Elon Musk will be able to offer space tourism flights for a fraction of Virgin Galactic’s cost — but not just yet.

It’s official now. Virgin Galactic (SPCE -6.23%) is out of the space tourism business — at least for a while.

On Saturday, June 8, Virgin Galactic’s “Galactic 07” mission successfully took off, briefly visited space, and landed with all passengers safe and sound. This was the company’s seventh revenue-generating commercial flight. Now, Virgin intends to retire its single operational “Unity” spaceplane and pause operations while it builds a pair of new “Delta” spaceplanes to replace it.

As a result, for the next two straight years, not a single Virgin spaceplane will get anywhere near space.

Competitors in the wings

For one of Virgin Galactic’s rivals, Jeff Bezos’ Blue Origin, this is unqualifiedly good news. Blue Origin resumed flying space tourism flights of its own last month, and Unity’s early retirement means that Blue Origin will get to scale its space tourism business for as long as two straight years without worrying about competition from Virgin Galactic.

A second competitor, however, may not be so fortunate.

For the past decade or more, Elon Musk’s SpaceX has built a business on the model of stealing market share from his rivals by building better, more cost-effective rockets and spacecraft and undercutting his rivals on price. Musk has done this in satellite launch, in lunar landers, and in satellite internet already.

Up until last week, he seemed likely to do it in space tourism, too.

Introducing Starship: SpaceX’s space tour bus

SpaceX launched its Super Heavy booster and Starship spacecraft on a fourth and largely successful test flight last week. While the two-part megarocket has some kinks to work out, and SpaceX still envisions multiple test flights before it can carry cargoes — or humans — to space, Starship seems likely to eventually pose a potent threat to both Virgin Galactic and Blue Origin.

The reason is that Musk has designed Starship primarily as a large transport for colonists to Mars. To serve this purpose, Starship was built large enough to carry as many as 100 passengers at a time. What’s more, as a reusable rocket ship, it’s designed to cost as little as $10 million per launch.

It doesn’t take a Ph.D. to do this math. Ten million dollars divided by 100 equals a potential ticket price as low as $100,000 for passengers on a SpaceX space tour bus. That’s less than half of what Virgin Galactic initially charged its customers…and less than 25% of what Virgin charges today.

And for much better space tours.

Unlike Virgin Galactic’s Unity (or Delta) spaceplanes and Blue Origin’s New Shepard rocket ship, Starship is an orbital-class vehicle. As such, it’s going to be able to carry tourists on much longer trips — dayslong orbits of the Earth or trips to the moon and back, for example.
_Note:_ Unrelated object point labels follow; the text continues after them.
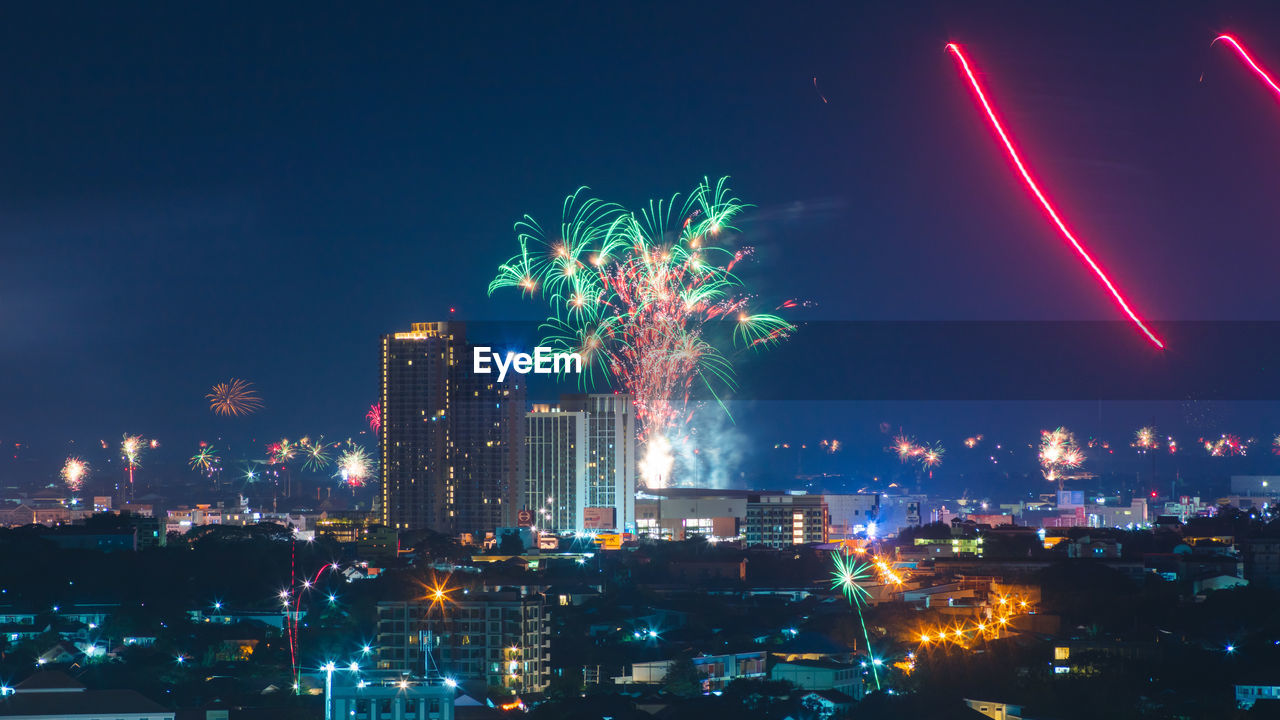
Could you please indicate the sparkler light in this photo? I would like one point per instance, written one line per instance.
(1248, 60)
(1144, 438)
(1048, 208)
(73, 473)
(205, 460)
(131, 449)
(1059, 451)
(632, 292)
(1225, 446)
(315, 454)
(234, 397)
(848, 578)
(355, 466)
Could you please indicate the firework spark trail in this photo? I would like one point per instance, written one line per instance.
(74, 472)
(848, 578)
(355, 466)
(234, 397)
(1048, 208)
(1244, 55)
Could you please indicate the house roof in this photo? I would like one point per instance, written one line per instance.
(49, 680)
(817, 664)
(835, 696)
(73, 703)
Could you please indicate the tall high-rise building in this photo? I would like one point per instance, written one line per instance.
(609, 492)
(556, 468)
(452, 441)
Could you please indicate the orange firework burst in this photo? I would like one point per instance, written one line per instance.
(1146, 438)
(234, 397)
(906, 449)
(1059, 451)
(74, 472)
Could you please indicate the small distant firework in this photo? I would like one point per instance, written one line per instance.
(848, 577)
(280, 452)
(905, 447)
(355, 466)
(908, 450)
(1057, 452)
(932, 455)
(234, 397)
(315, 454)
(205, 460)
(74, 472)
(131, 449)
(1146, 438)
(1048, 209)
(1225, 446)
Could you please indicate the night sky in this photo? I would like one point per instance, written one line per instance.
(193, 192)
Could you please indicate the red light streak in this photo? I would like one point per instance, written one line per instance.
(1048, 208)
(1248, 60)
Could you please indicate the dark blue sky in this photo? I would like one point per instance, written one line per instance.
(192, 192)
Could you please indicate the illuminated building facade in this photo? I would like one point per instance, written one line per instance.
(556, 468)
(451, 446)
(786, 519)
(499, 638)
(609, 493)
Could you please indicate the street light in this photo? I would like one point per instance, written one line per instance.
(328, 688)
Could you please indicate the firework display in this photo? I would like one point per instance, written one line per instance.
(131, 450)
(1059, 452)
(234, 397)
(1048, 208)
(1144, 438)
(315, 454)
(848, 577)
(74, 470)
(929, 456)
(355, 465)
(205, 459)
(1226, 445)
(635, 292)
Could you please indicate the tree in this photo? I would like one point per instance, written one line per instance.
(682, 678)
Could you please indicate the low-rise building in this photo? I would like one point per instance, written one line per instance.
(498, 638)
(716, 670)
(389, 696)
(53, 695)
(821, 675)
(786, 519)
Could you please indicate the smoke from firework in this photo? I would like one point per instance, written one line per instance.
(632, 292)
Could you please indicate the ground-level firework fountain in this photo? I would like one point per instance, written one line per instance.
(635, 295)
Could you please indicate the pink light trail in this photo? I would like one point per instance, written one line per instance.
(1048, 208)
(1244, 55)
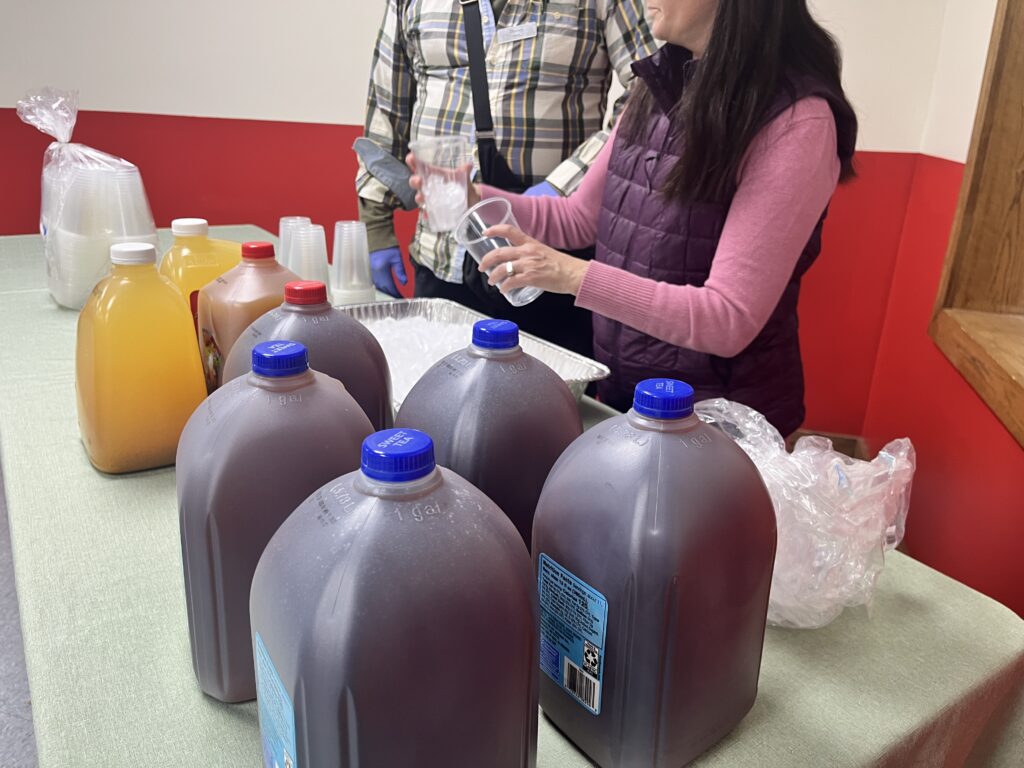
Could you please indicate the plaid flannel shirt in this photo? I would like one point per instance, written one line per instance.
(548, 90)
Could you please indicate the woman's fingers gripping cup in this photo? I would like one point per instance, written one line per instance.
(441, 167)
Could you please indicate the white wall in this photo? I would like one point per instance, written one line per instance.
(303, 60)
(966, 33)
(890, 48)
(912, 68)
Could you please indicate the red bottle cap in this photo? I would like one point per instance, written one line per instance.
(257, 250)
(305, 292)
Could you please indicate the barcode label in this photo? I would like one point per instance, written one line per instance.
(582, 685)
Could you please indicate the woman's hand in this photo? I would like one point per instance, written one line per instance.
(416, 181)
(532, 264)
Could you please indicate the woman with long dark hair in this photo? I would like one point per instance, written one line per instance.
(707, 207)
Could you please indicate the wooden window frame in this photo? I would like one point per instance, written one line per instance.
(978, 320)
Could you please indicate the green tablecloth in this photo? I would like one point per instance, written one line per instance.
(931, 675)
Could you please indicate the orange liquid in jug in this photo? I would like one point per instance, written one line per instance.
(137, 376)
(195, 261)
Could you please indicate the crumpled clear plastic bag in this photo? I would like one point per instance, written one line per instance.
(90, 200)
(837, 516)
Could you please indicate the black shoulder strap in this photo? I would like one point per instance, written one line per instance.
(477, 69)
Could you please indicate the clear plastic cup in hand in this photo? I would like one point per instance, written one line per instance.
(350, 280)
(285, 227)
(308, 254)
(469, 233)
(442, 163)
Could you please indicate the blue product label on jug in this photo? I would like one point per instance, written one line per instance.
(276, 715)
(573, 624)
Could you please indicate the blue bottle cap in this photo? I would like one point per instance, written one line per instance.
(492, 334)
(276, 358)
(397, 455)
(664, 398)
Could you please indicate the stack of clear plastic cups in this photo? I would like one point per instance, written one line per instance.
(350, 281)
(285, 227)
(442, 162)
(101, 207)
(469, 235)
(307, 254)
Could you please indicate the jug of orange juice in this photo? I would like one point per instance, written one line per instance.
(196, 259)
(136, 373)
(233, 300)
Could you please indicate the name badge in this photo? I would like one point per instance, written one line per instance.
(514, 34)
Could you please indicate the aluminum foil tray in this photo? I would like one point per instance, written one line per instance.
(403, 330)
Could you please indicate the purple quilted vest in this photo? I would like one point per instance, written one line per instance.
(640, 231)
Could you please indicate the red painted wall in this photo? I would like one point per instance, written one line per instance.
(870, 367)
(844, 297)
(967, 517)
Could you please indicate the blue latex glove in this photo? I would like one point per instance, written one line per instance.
(381, 264)
(542, 189)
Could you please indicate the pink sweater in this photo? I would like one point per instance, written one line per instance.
(785, 182)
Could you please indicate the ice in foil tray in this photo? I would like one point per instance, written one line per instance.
(417, 333)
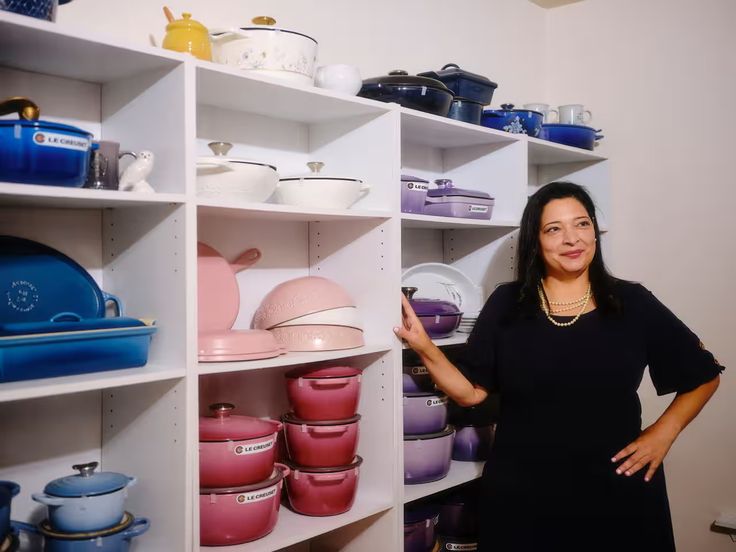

In contrast, Virgin Galactic’s and Blue Origin’s suborbital spacecraft can offer at best a couple minutes of weightlessness on the very edge of space before landing back on Earth.

Schadenfreude for SpaceX

Given this risk, Virgin Galactic investors are probably enjoying a bit of schadenfreude over this month’s SpaceX news.

Five years ago, SpaceX scored a space tourism coup when Japanese billionaire Yusaku Maezawa agreed to pay an undisclosed sum to rent an entire SpaceX “Starship” spacecraft, aiming to become the first private astronaut to fly the new vessel on a six-day “dearMoon” trip to the moon and back. At the time, Starship was still very far from ready to fly, but SpaceX told Maezawa (and eight fellow passengers) to expect a 2023 launch date.

In a June 1 post on X, however, Maezawa announced he is canceling the trip and his contract with SpaceX.

Maezawa blamed delays in the flight schedule (which after all, was supposed to depart last year), although several members of his crew have noted they would have been happy to wait as long as needed for Starship to be ready. Other commenters suggest the fact that Maezawa’s net worth falling from $3 billion in 2018 to $1.4 billion today may have had something to do with his decision to back out.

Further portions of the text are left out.